W środę przed południem Izba Dyscyplinarna SN rozpatrywała przez 40 minut zagadnienie prawne dotyczące sędziów SN mianowanych jesienią ubiegłego roku. Później ponad sześć godzin trwała narada nad orzeczeniem.
Izba Dyscyplinarna liczy 11 sędziów. W posiedzeniu całego składu tej Izby wzięło udział 10 sędziów.
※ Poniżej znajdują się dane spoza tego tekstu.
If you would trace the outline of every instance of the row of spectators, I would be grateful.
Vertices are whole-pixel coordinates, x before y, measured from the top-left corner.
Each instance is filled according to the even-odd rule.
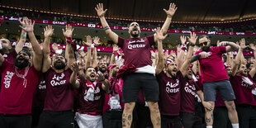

Jak poinformował prezes Izby Dyscyplinarnej sędzia Tomasz Przesławski do uchwały zgłoszono cztery zdania odrębne.
W zeszłym tygodniu - 2 kwietnia - Izba Dyscyplinarna w składzie trzech sędziów pod przewodnictwem sędziego Konrada Wytrykowskiego podczas rozpoznawania kasacji wniesionej przez ukaranego dyscyplinarnie radcę prawnego, postanowiła skierować to zagadnienie "na powiększony skład Izby". W piątek ten powiększony skład siedmiorga sędziów zdecydował, by zagadnienie przekazać całej Izbie Dyscyplinarnej, a termin posiedzenia całej Izby wyznaczono na 10 kwietnia.
W pytaniu wyrażono wątpliwość co do uprawnienia do orzekania sędziów SN zarekomendowanych przez nową Krajową Radę Sądownictwa. Chodziło m.in. o to, że sędziowscy członkowie nowej KRS zostali wybrani przez Sejm, zaś obwieszczenie prezydenta o wolnych stanowiskach sędziego w SN wydano bez kontrasygnaty premiera.